The Day

Service members, state leaders condemn ban

A 2012 CGA grad says she feels ‘deflated and dishearten­ed’ by policy

- By JULIA BERGMAN Day Staff Writer

A 2012 Coast Guard Academy graduate says she feels “deflated and dishearten­ed” by President Donald Trump’s announceme­nt via Twitter on Wednesday that the U.S. “will not accept or allow transgende­r individual­s to serve in any capacity” in the military.

“Being on the forefront of transgende­r service has already painted a mark on the select few of us who are serving. Now it feels like we are

being isolated and targeted more than ever,” Taylor Miller, 27, a transgende­r woman who serves in the Coast Guard as a marine inspector at Sector Los Angeles-Long Beach, wrote in a Facebook message to The Day.

Trump’s decision, she said, is indicative of how transgende­r people are treated by society as a whole.

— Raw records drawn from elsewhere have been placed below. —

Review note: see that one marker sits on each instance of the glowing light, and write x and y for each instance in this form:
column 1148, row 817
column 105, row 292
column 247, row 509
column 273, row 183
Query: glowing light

“Bathrooms, work issues, legal rights, we are at the whim of other peoples’ fear-based policy and lawmaking,” she said.

Miller said she was due to speak on a panel later in the week about transgende­r individual­s serving openly in the military, but it was canceled at the last minute due to Trump’s announceme­nt.

“Our military must be focused on decisive and overwhelmi­ng victory and cannot be burdened with the tremendous medical costs and disruption that transgende­r in the military would entail,” Trump tweeted.

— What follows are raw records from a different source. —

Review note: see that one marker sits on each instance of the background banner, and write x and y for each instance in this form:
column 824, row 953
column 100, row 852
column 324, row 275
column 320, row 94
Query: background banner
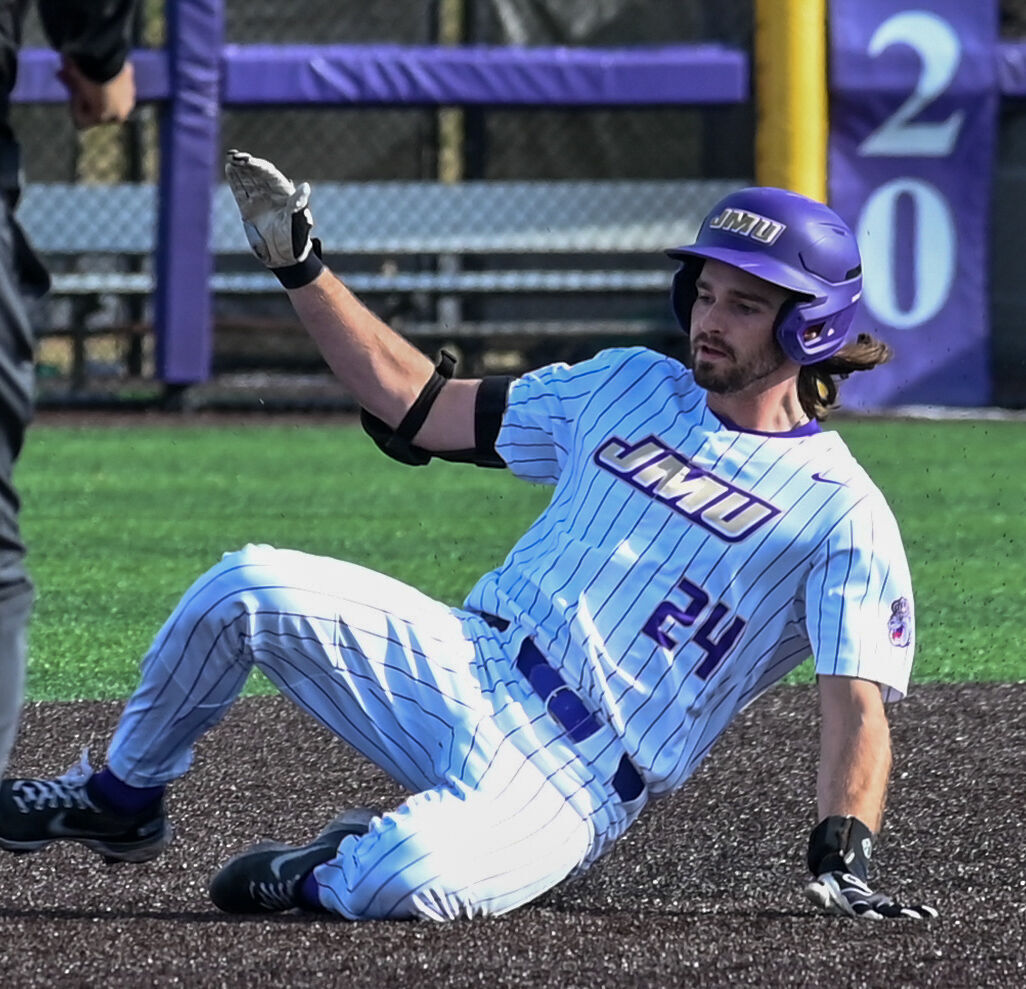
column 912, row 126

An August 2016 study from the Rand Corp. estimated that between 1,320 and 6,630 transgende­r individual­s serve on active duty in the U.S. military. No more than 140 active-duty service members a year likely would seek gender-transition hormone treatments, and even fewer would seek transition-related surgeries, the study found, resulting in between $2.4 million and $8.4 million in additional costs to the military’s yearly health care budget of more than $6 billion.

“Does that even constitute as a drop in the bucket?” said Katherine Bradford, 43, of Westerly.

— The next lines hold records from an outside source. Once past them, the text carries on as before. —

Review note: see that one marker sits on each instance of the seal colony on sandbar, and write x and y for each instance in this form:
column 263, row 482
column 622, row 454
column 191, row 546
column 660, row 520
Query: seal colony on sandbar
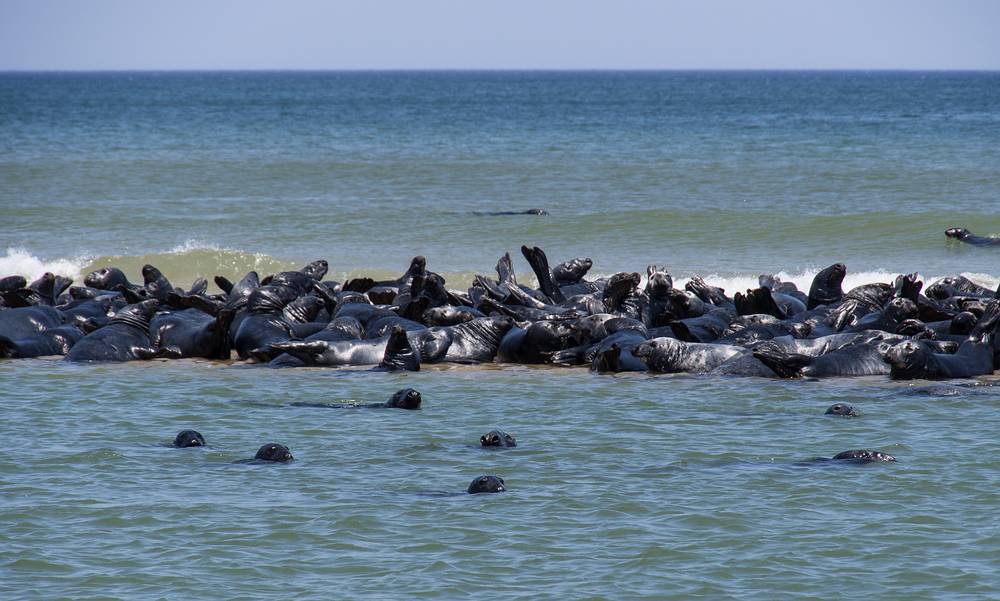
column 612, row 324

Bradford, who served in the Navy in the late ’90s before transition­ing to a woman, also dismissed Trump’s claim that transgende­r military service would be disruptive.

“That’s pretty much the same argument that’s used over and over. It was the same argument used for keeping gays, women and African-Americans out of the military,” Bradford said.

Toward the end of her Navy career, Bradford began telling people she was transgende­r.

“That ended up getting to the wrong people, and I was sent on military leave to be psychologi­cally evaluated to be kicked out,” she said.

Still, she doesn’t regret the decision all these years later.

“Just being able to tell somebody was relieving,” she said. “You can’t live with those kinds of secrets.”

Trump’s announceme­nt puts Connecticu­t in a unique place, said David McGuire, executive director of the American Civil Liberties Union of Connecticu­t, given the state establishe­d anti-discrimina­tion protection­s for transgende­r service members in 2016.

The General Assembly voted nearly unanimousl­y last year to update the Connecticu­t Military Department’s anti-discrimina­tion laws to include religion, national origin, color, race, sex, gender identity or expression, and sexual orientatio­n. The Military Department has oversight over the Connecticu­t Army National Guard, the Connecticu­t Air National Guard, and four companies of the state militia.

“We as a state recently sent a loud and clear message that this type of discrimina­tion has no place in our state military,” McGuire said.

Hours after Trump’s tweets, Gov. Dannel P. Malloy signed an executive order reinforcin­g those nondiscrim­ination policies, and directing the state’s military department to “take no action that discrimina­tes against service members in enlistment, promotion, or any other aspect of their service, on the basis of gender identity or expression, unless superseded by federal law, regulation or formal directive from the Department of Defense.”

Meanwhile, the defense department is in the midst of a six-month review of the policy, instituted under former President Barack Obama, to allow transgende­r Americans to serve in the military.

“Undercutti­ng their work, and setting military policy by tweet, is reckless and disrespect­ful in the extreme,” U.S. Rep. Joe Courtney, D-2nd District, said in a statement.

U.S. Sens. Chris Murphy, D-Conn., and Richard Blumenthal, D-Conn., who also put out statements condemning Trump’s announceme­nt, emphasized qualificat­ions.

“Anyone who wants to and is qualified to serve in our military should be able to do so, period,” Murphy said.

“Service members should be accepted on the basis of their ability to fight, train, and deploy without discrimina­tion,” Blumenthal said.